I made 1 serving of this to take for lunch today and after a taste I'm already wishing that I had made the full recipe. I used shredded parm since I didn't have goat cheese and it's another item that I can't get here in town. Love the veggie variety's flavors and colors. This grand salad and a few crackers on the side it just the thing! :D
Made this last night to go with BBQ steak, baked potatoes, and Honey-Baked Red Onions#49817...oh what a wonderful meal! I followed the recipe except for cutting down for 2 and I found out I was out of goat cheese so I used Feta...sliced the squash with the madoline on a very thin setting and everything worked out great. DH liked it very much but the first comment was squash...he licked the bowl clean. Thank you! Made for Cook-A-Thon for Sharon123 and Think Pink Cancer Awareness tag 2010.
Made recipe with no adjustments. This was very tasty, and enjoyed the combo of vggies in it. Will repeat recipe. Served with a chicken dinner . Made for PRMR tag.
I loved this salad!

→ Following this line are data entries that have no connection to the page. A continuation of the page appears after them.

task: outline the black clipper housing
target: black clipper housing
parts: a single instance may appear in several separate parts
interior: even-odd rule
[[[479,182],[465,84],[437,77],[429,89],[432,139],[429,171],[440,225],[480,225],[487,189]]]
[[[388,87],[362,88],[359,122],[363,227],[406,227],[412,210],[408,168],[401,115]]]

I used mostly the the veggies suggested, except I skipped the corn and the yellow squash but used 2 zucchini. I also used mostly dry herbs except I added fresh tarragon which is growing like weeds in my yard. I topped with balsamic vingrette and grated Parmesan. Yummy! I think I am adding some tuna to the leftover salad for lunch tomorrow! Can't wait! Thanks for sharing this keeper!!